S’inscrivant dans le cadre de l’article 18 de la Convention de collaboration et de l’article 1ᵉʳ de son avenant n° 5 signé en 2024, cette réunion d’orientation a permis de fixer la méthodologie des travaux. L’évaluation approfondie débutera ce jeudi 23 juillet 2026 pour se poursuivre jusqu’à la mi-août.

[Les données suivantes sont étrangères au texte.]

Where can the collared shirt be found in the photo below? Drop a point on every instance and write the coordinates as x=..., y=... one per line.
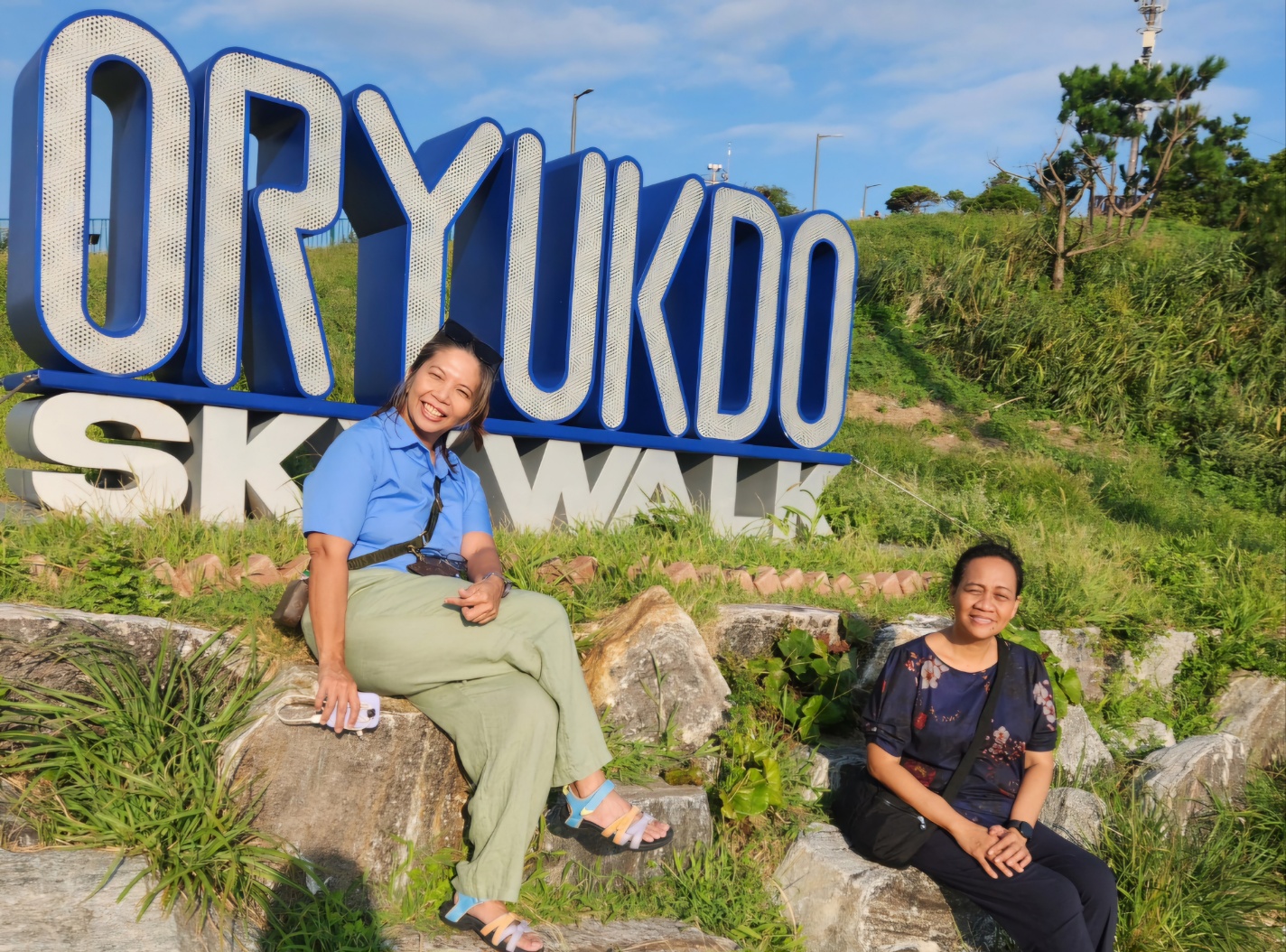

Cette séance de cadrage a mobilisé l’ensemble des acteurs clés du dossier :
L’Agence de pilotage, de coordination et de suivi de la Convention de collaboration (APCSC) ;La Gécamines et l’Agence congolaise des grands travaux (ACGT) ; La Primature ainsi que les ministères des Finances, des Infrastructures et des Mines ; Les représentants de la partie chinoise.
Rappelant les enjeux de cet exercice, le Directeur général de l’APCSC a souligné que le contrat sino-congolais est le levier de plusieurs chantiers d’envergure, à l’instar de la rocade de Kinshasa, de la Route Nationale n° 1 (RN1) ou encore de l’axe Kalamba-Mbuji. Selon lui, cette revue annuelle est indispensable pour diagnostiquer les contraintes du terrain et réajuster le tir.
De son côté, la partie chinoise s’est félicitée de l’ouverture de ces travaux. Ses représentants ont estimé que cette démarche permettra de dresser un bilan objectif : valoriser les avancées du projet pour la République démocratique du Congo, tout en abordant en toute transparence les défis opérationnels restant à relever.